— А это ты с чего взяла?! — испугалась Марина. — Я ничегошеньки не понимаю! Сидят два человека, общаются… а ты их уже во всех смертных грехах подозреваешь.
— Дело в том, что общались они довольно странно. Это было не слишком похоже на дружескую встречу. Карловна роется в своей сумке, словно не может найти важную мелочь, потом достает некий тюбик, из которого явно протек какой-то крем… Словом, возня с неясными намерениями. Поручиться я могу лишь за то, что мадам Тромб явно просит свою визави о какой-то услуге. И барышня кивает и идет в сторону туалета. А далее — вы не поверите, но вам придется! — Анна Карловна проворно достает из своей сумки маленький пузырек и выливает его содержимое в кофейную чашку своей собеседницы! Я в первые секунды совершенно не понимаю, что происходит. Думаю, что наверняка мне показалось и это ее собственная чашка. Но потом… Карловна нарочно разбивает этот сосуд. Я четко вижу это движение за счет того, что очень удобно расположилась для наблюдений, сама того не желая. И меня пронзает мысль, что сосуд должен быть тонкостенный, специально подобранный, потому как разбить обычный бутылек для лекарств не так уж и просто…
Все это, как вы понимаете, приходит мне в голову за секунды. Но именно разбитый сосуд заставляет вспомнить о том, что родственники мадам Тромб — врачи. Какая-то связь с медициной присутствует. Потому что именно Карловна, точнее, ее родня подгоняла отцу сердечные лекарства. Передозировка некоторыми из них чревата летальным исходом, это известный факт.
— Так это ее брат! И он живет в том же районе, где все это произошло! — с жаром воскликнула Марина.
— Стоп! Но если Карловна, как ты описываешь, отравительница, то почему же она сама и умерла?! — резонно поинтересовался Тёма.

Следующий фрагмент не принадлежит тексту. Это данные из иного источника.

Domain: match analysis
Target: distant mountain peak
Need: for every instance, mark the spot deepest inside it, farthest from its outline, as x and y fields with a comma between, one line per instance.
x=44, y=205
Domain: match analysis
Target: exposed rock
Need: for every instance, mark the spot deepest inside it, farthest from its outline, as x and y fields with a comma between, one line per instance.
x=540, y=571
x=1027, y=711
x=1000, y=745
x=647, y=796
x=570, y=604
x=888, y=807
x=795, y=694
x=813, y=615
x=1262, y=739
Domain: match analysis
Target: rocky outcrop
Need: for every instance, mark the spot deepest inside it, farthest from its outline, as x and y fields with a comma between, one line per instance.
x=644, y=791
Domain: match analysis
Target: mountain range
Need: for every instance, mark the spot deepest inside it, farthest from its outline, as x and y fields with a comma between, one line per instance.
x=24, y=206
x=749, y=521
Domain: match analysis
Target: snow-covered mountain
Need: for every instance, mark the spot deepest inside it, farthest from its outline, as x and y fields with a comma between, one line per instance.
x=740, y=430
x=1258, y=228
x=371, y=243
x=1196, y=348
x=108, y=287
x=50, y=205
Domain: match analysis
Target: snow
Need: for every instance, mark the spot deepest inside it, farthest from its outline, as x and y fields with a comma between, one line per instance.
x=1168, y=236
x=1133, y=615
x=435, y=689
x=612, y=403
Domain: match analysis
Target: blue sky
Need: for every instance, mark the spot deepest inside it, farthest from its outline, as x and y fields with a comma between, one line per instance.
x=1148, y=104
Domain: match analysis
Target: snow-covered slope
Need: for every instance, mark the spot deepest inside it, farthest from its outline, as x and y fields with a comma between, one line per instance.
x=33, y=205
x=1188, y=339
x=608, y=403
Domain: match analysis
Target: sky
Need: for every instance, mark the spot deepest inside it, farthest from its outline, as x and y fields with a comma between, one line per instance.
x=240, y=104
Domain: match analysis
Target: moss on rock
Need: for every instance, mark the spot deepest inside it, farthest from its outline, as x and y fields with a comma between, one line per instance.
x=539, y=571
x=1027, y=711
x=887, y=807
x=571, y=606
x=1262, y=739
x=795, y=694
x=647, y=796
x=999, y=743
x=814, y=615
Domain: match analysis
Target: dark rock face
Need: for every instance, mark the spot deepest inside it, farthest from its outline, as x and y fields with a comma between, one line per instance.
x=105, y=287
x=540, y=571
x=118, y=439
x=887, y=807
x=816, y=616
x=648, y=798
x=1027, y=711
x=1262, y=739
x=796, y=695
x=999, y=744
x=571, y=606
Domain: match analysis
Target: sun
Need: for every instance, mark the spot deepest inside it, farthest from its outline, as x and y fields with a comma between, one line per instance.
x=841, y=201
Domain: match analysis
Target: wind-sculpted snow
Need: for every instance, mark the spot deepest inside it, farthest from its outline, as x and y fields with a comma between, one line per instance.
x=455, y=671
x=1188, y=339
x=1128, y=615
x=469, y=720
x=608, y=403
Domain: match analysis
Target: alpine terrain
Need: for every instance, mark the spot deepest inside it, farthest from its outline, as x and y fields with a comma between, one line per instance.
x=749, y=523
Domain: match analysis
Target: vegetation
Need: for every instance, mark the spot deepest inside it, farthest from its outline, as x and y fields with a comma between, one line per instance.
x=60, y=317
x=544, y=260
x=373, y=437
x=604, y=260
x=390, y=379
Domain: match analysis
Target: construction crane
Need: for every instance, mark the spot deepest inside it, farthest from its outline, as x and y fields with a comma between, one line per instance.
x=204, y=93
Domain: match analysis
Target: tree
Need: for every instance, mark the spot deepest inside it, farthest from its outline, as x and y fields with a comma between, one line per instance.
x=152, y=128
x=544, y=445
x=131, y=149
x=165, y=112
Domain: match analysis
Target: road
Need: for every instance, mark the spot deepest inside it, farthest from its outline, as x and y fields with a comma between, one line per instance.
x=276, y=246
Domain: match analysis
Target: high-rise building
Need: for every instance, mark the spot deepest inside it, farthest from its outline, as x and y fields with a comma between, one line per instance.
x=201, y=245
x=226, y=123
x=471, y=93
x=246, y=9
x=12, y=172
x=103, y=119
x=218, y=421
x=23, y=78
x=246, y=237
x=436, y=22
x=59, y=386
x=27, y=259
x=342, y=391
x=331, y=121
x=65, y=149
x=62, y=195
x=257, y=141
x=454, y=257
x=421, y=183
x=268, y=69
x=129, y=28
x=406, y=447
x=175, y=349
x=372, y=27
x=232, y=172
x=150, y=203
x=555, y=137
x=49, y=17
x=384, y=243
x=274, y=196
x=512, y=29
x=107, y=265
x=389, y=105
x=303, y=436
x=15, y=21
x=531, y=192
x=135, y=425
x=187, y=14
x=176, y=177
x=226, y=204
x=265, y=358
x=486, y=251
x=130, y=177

— Это самое интересное в этом преступлении! И самое рискованное для меня, потому что затрагивает мое невольное участие в этом деле, — обреченно заключила Рита. — У меня, к сожалению, быстрая реакция на всякого рода авантюры. К тому же Марина права: хоть я на много лет разозлилась на папашу, но не могла не уловить тогда в его поношениях страх. Он, конечно, никогда не признается мне в том, что элементарно боялся Анну Тромб. Подсознательно боялся ее мести мне. Или — ему самому? Разумеется, косвенной, неявной. Чутье у него работает. Поняла я это через много лет. И никогда не жалела, что выскользнула из столичной тусовки и попала в другую. Там все шло гораздо медленнее, зато я обросла близкой по духу артистической семьей. Притом не утратив здешних связей. Однако речь не об этом. Схватив ручку и блокнот — этот старомодный набор у меня всегда под рукой, потому что мне так удобно, — я патетически нацарапала на вырванном листке «Ваш кофе отравлен» и, холодея, отправилась на переговоры с Инквизицией. Не скрою, что я тоже ее боялась. Но раз уж я в этом безлюдном кафе оказалась единственным свидетелем, а персоналу особо и дела не было до происходящего, то пришлось мне вмешаться. У меня имелось несколько версий развития событий. Я завязываю разговор и якобы нечаянно сталкиваю отравленный кофе со стола. Разбился пузырек, теперь до кучи еще и чашка, зато все живы. Но это у меня вряд ли получилось бы. Поэтому я приготовилась незаметно сунуть записку барышне, которую, как я предполагала, Карловна желает убить из ревности. Для этой задачи надо было родиться фокусником, а не танцором! В общем, утопичность моих стратегий мне стала очевидна, как только я подошла к столику Анны. Там уже подметала осколки официантка, поэтому Карловне пришлось встать. Одновременно вернулась из уборной озадаченная барышня и начала объяснять, что бумажных полотенец там нет. Понятно, что Карловне были абсолютно не нужны никакие полотенца, ей просто было необходимо на пять минут отослать свою жертву, чтобы влить ей в кофе яд. Поэтому Инквизиция слушала ее вполуха. Главным ее раздражителем теперь была я. Господи, что же это был за взгляд! Она могла им растворить собеседника, как соляная кислота.